The government is set to announce an energy sector shakeup today, more than a year after commissioning a review of the country’s electricity market, and months after a group of large power users made a call for urgent reform to stem businesses’ economic bleeding. Former energy minister Simeon Brown ordered the market review from Frontier Economics in August last year following a winter power crisis which cost the economy an estimated $300 million and precipitated factory closures. Its results – and the government action in response – will be announced by Brown’s successor Simon Watts, barring any last-minute schedule changes.

What will this actually mean though?

As reported by Stuff’s Tom Pullar-Strecker, the changes are expected to be “surgical” rather than radical. Watts has previously ruled out a full overhaul of the energy sector, telling The Post in August the market is fundamentally “doing what it should do”, and knocking back calls to unwind the 1990s Bradford reforms which set up the country’s big four power gentailers

Instead of full structural reform, the minister will reportedly announce a suite of moves aimed at reducing the risk of energy crunches like the one that caused the winter 2024 power crisis. According to Pullar-Strecker, those may include support for a Port of Taranaki upgrade enabling it to import LNG to alleviate the country’s gas shortage. The government may also require power providers to hold more generation in reserve to better respond to changes in electricity demand.

Go big or go home, unions say

Other groups say surgical changes to the sector aren’t going to cut it. The Council of Trade Unions has called on the government to put the big four power companies back into public hands, using its dividends to gradually purchase the 49% of shares it doesn’t already own. Its call is being supported by the Green Party, though Labour’s Megan Woods has been noncommittal, saying all options for reducing power prices need to be on the table but she’d “need to be convinced that simply different ownership of the status quo would achieve that”.

An alliance of businesses and consumer advocacy organisations have also called for fundamental changes to the market. In July, the Auckland Chamber of Commerce, the NZ Manufacturing Alliance, Consumer NZ, and the Major Electricity Users Group took out a full-page ad in the Sunday newspapers calling the country’s electricity sector “broken”. They said the gentailer model restricts the type of competition that would deliver fair prices.

Some commentators are suggesting slightly less drastic tweaks. As reported by Shanti Mathias for The Spinoff, Powerswitch’s Paul Fuge thinks the solution for high electricity prices could lie in better incentivising power companies to invest in generation.

Gentailers urge caution 

Of course, not everyone thinks the energy market needs a complete overhaul. Contact Energy chief executive Mike Fuge has urged the government not to “fight yesterday’s battles”, telling Stuff the factors that caused the 2024 winter power crisis have been addressed by the sector.
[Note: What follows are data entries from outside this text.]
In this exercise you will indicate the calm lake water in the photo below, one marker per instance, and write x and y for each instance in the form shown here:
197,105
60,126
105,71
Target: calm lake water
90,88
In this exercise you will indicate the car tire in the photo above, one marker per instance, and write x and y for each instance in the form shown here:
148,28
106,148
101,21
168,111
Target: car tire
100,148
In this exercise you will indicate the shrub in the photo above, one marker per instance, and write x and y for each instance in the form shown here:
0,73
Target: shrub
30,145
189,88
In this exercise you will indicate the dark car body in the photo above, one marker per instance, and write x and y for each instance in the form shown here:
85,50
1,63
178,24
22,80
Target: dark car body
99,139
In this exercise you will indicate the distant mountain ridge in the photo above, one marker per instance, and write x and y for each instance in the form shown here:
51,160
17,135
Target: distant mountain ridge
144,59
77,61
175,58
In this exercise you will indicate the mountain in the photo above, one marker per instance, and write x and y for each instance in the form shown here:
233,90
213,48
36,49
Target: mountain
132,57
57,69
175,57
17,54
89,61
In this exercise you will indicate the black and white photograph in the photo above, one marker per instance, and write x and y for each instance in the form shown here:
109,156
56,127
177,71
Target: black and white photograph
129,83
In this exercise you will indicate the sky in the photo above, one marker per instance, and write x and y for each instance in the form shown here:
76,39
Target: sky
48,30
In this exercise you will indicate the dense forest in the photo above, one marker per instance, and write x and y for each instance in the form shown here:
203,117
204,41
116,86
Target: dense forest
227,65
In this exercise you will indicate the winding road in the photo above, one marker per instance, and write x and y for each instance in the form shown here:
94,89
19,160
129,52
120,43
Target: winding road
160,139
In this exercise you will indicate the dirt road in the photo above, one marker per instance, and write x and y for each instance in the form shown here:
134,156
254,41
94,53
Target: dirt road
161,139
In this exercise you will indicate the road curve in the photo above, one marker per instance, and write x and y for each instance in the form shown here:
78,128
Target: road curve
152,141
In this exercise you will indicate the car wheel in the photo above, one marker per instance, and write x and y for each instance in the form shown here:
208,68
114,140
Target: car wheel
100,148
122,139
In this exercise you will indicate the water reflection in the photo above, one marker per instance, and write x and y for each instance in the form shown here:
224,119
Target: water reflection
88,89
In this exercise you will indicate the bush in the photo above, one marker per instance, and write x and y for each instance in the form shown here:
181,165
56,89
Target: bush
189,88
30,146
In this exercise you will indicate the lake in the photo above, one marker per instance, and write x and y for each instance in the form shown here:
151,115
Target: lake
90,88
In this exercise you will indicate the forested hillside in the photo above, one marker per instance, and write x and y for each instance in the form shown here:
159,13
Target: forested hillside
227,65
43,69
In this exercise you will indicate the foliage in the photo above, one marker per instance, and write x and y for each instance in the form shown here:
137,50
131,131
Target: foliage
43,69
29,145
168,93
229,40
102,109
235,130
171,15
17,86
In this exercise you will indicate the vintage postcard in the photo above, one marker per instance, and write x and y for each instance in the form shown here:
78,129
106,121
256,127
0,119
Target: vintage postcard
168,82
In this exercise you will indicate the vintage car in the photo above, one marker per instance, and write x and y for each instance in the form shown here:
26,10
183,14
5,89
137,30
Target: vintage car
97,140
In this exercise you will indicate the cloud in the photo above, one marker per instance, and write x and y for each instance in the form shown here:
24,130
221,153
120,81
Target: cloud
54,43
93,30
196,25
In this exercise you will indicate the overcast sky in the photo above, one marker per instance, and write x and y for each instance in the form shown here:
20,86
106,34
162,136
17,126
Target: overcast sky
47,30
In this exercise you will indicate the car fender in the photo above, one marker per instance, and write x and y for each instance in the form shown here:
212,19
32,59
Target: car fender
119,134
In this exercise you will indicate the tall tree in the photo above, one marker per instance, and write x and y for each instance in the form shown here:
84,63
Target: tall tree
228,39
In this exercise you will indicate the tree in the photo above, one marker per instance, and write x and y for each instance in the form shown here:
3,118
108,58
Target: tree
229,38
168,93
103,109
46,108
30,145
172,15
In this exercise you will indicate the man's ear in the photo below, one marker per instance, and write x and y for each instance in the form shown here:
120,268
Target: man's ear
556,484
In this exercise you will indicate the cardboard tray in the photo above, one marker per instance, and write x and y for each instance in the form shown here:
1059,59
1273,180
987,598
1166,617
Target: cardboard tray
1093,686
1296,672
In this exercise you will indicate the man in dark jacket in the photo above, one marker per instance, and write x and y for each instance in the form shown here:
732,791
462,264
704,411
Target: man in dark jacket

However, the pressure on households and businesses remains. Power prices climbed 11% in the first half of the year as gentailers raked in hundreds of millions in profit. Meanwhile, according to research reported by Newsroom’s Marc Daalder earlier this month, household energy costs were $800 million higher in 2024 than two years earlier. At the time, Watts told Daalder “fundamental” reforms were coming. We’ll see just how fundamental they are soon.